Most game programmers are familiar with the typical ‘game loop’. It’s usually broken up into two key stages, and looks like this:

From a performance perspective, this is suboptimal, to say the least. We can never utilize multiple cores with this design, and we will be lucky to utilize 100% of a single core. In particular, vertical sync has a way of introducing long, useless pauses into our UI thread, like this:

The pedants among you may note that the GPU can cheat and help us out by moving that ‘wait for vertical sync’ pause to the beginning of the next redraw. This is true, but the problem is that we are still stuck executing serially on one thread. We have to be extremely lucky to hit 100% utilization on that CPU, and we’ll never utilize other CPUs.
Depending on the kind of game you’re building, you may be able to get some easy wins here – for example, let’s say you have enough objects that you can update them on two threads:

This is better. Now, the update work we’re doing can utilize two cores. Depending on your design, you can easily move up to 4 or 8 cores for your update code. You’ll notice that during a redraw, these threads have to sit idle, because there’s nothing else for them to do – the UI thread is using all the game state in order to draw, so no updating can occur.
There’s a common solution for this sometimes known as ‘double buffered multithreading’, where you create two ‘buffers’ that hold copies of your game state. It looks something like this:

Double-Buffered Multithreading

(In these diagrams, a red arrow indicates that one thread asks another to perform work, and a blue arrow indicates that one thread wakes another thread up from a waiting state.)

We now have two distinct threads of execution that synchronize at specific points. In the example you can see red arrows indicating where the update thread tells the render thread to do work.
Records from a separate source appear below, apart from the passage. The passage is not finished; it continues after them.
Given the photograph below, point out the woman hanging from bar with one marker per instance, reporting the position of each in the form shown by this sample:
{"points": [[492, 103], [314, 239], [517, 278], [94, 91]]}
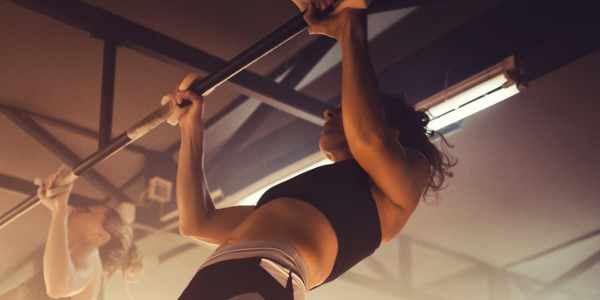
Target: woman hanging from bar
{"points": [[83, 245], [312, 228]]}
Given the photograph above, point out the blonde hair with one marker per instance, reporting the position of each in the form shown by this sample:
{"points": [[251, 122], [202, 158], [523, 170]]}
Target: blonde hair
{"points": [[120, 253]]}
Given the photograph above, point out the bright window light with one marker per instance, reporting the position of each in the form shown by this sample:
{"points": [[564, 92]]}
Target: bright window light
{"points": [[473, 107], [455, 103]]}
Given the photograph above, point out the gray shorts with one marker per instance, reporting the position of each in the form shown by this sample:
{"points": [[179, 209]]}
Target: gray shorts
{"points": [[256, 270]]}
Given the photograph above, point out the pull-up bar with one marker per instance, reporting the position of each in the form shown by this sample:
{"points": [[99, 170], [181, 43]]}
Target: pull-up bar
{"points": [[237, 64]]}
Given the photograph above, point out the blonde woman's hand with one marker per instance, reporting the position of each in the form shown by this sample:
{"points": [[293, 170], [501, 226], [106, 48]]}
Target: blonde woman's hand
{"points": [[57, 203]]}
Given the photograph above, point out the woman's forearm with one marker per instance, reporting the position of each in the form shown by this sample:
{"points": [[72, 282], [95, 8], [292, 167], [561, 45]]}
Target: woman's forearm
{"points": [[193, 198], [363, 113], [59, 269]]}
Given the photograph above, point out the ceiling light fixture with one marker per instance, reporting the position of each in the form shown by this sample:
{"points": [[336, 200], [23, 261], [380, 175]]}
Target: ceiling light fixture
{"points": [[455, 103], [473, 94]]}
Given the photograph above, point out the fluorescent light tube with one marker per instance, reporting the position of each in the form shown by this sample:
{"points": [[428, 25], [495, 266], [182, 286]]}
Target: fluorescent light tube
{"points": [[473, 94]]}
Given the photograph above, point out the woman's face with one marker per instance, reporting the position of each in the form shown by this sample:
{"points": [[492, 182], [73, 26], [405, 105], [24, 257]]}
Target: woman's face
{"points": [[333, 141], [86, 223]]}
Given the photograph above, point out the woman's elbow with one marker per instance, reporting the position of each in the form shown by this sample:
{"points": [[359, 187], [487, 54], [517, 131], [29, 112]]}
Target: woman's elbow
{"points": [[57, 292], [189, 229]]}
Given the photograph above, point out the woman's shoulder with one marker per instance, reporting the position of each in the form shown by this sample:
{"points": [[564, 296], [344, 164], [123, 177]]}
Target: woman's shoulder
{"points": [[86, 253]]}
Because we write to alternating buffers, the render thread can take as much time with Buffer A as it wants, and we can use that time to fill Buffer B. We only have to stop and wait when we need to update Buffer A again, at which point we need to be sure the render thread is done with it.
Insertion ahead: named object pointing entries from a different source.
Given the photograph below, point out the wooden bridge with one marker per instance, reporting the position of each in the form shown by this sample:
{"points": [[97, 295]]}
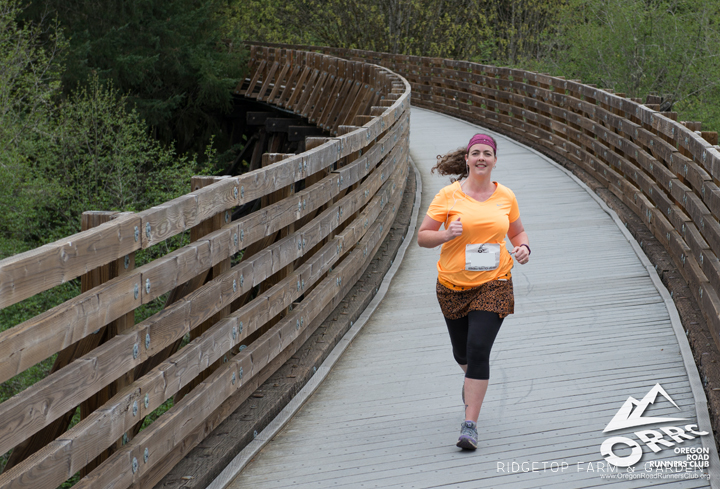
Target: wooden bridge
{"points": [[594, 323]]}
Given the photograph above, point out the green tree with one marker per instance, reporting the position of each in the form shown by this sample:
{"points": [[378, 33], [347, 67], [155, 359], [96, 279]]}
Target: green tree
{"points": [[29, 81], [454, 29], [99, 156], [669, 47], [177, 61]]}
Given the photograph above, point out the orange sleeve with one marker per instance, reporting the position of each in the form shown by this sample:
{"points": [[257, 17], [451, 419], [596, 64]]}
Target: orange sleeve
{"points": [[438, 209]]}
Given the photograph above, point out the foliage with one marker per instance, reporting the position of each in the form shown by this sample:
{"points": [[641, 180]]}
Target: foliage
{"points": [[29, 79], [669, 47], [523, 30], [455, 29], [177, 61]]}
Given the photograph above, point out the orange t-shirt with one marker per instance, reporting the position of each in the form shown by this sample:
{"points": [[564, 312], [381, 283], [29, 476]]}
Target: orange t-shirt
{"points": [[483, 222]]}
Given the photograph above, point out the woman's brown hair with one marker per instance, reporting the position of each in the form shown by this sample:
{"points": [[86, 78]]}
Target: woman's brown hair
{"points": [[453, 163]]}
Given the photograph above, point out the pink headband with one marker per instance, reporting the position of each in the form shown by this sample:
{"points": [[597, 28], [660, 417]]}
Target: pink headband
{"points": [[482, 139]]}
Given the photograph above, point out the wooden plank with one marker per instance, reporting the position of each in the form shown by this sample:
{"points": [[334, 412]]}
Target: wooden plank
{"points": [[88, 282], [210, 395], [32, 272], [186, 367]]}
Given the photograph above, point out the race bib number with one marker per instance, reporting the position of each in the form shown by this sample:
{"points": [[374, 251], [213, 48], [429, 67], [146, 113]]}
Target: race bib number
{"points": [[482, 257]]}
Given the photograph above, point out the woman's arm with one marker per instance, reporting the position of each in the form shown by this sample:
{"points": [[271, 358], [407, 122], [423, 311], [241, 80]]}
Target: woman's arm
{"points": [[518, 237], [429, 235]]}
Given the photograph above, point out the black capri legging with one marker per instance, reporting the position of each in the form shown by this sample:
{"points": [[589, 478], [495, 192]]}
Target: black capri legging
{"points": [[472, 338]]}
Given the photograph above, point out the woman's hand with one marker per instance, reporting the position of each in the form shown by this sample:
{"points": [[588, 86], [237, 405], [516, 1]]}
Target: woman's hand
{"points": [[522, 255], [519, 240], [454, 230], [430, 236]]}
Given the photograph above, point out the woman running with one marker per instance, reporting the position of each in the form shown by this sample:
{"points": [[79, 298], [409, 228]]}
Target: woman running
{"points": [[474, 285]]}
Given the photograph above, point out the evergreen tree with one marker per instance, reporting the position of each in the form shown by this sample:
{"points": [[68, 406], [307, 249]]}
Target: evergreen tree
{"points": [[176, 61]]}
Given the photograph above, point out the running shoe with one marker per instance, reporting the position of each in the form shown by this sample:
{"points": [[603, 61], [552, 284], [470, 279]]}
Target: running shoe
{"points": [[468, 436]]}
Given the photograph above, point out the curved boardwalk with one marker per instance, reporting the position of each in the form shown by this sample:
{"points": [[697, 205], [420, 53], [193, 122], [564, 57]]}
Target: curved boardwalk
{"points": [[590, 330]]}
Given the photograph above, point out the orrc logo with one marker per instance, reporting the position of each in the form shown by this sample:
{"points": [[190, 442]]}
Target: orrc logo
{"points": [[630, 415]]}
We can utilize multiple hardware threads to handle our update and render logic in this design – the ‘update thread’ in this example could be four threads working on update logic in parallel. We can do something similar with the render thread, though the threading restrictions in Direct3D and OpenGL mean that eventually we become single-threaded again.
The ‘double buffered’ model is pretty easy to understand. I’m now going to describe an alternate model that has some distinct advantages. I’m going to call this the ‘batched model’:

Batched Multithreading

The concept behind this model is that each update is turned into a ‘batch’ full of rendering commands that can be sent to the video card. A batch contains all the information necessary to draw a frame, but does not contain any other game state. This makes it smaller than a full copy of the game state. Building a batch containing your rendering commands is actually quite simple, because it’s what already happens behind the scenes: Direct3D/OpenGL calls turn into batches of native rendering commands that are sent to the GPU.

At first glance, this model might seem worse. It’s certainly more complicated. Your game loop has become a pipeline, with three stages: Update, Prepare, and Render. In practice, however, this model works quite well. One of the key advantages is that the pipelines are independent. Preparing could take a long time, for example:

In fact, updating, preparing, and drawing can all take a long time, and things look pretty good:

With this model, each of your pipelines being independent means that correctly written code will allow each pipeline to utilize a full CPU, as long as the pipeline’s got work to do.

Performance Advantages

Even better, pipelines can run on multiple cores. Here is where the value of the ‘prepare’ stage comes in. In a normal single-threaded model, drawing a group of sprites would look like this:

If you’re observant, you’ll note that the only real input to the ‘build vertices’ stage is the location of the sprite (along with information that changes infrequently, like the size of the sprite). As a result, we can defer the ‘build vertices’ stage until later, or even do it on another thread. Even better, this results in each thread doing the same work repeatedly. When a thread is doing the same work over and over, the CPU’s instruction and data caches are better utilized, improving performance.

This model also provides some other natural advantages. For example, a common performance issue when writing Direct3D code is that changing states too frequently is expensive. If you change rendering states every time you draw an object, you pay a tremendous price for doing so and the GPU isn’t able to operate at peak performance. Using this pipeline model, you can build up a long list of drawing commands, and then sort them by rendering state – enabling you to minimize the number of state changes. The performance benefits from this can be tremendous.

Scaling Out Further

Speaking of GPUs, this model is also useful for taking advantage of the GPU to perform computation. In the sprite example above, you can trivially move the hard work from the ‘build vertices’ stage of the pipeline into a vertex shader running on the GPU. After doing so, things would look like this:

Furthermore, because each pipeline only relies on its inputs, you can take those inputs and split them into pieces and run the pipeline on multiple threads without synchronization. As long as the pipeline doesn’t hand its outputs to another thread before they’re finished, you don’t need locks and you don’t have to wait for other threads. Each pipeline pulls its inputs off a queue, processes them to produce its outputs, and shoves those outputs onto another queue. Most modern CPUs and GPUs are built in a similar pipelined fashion.

I hope this post has given you some ideas about how to scale your game up to make better use of multiple cores!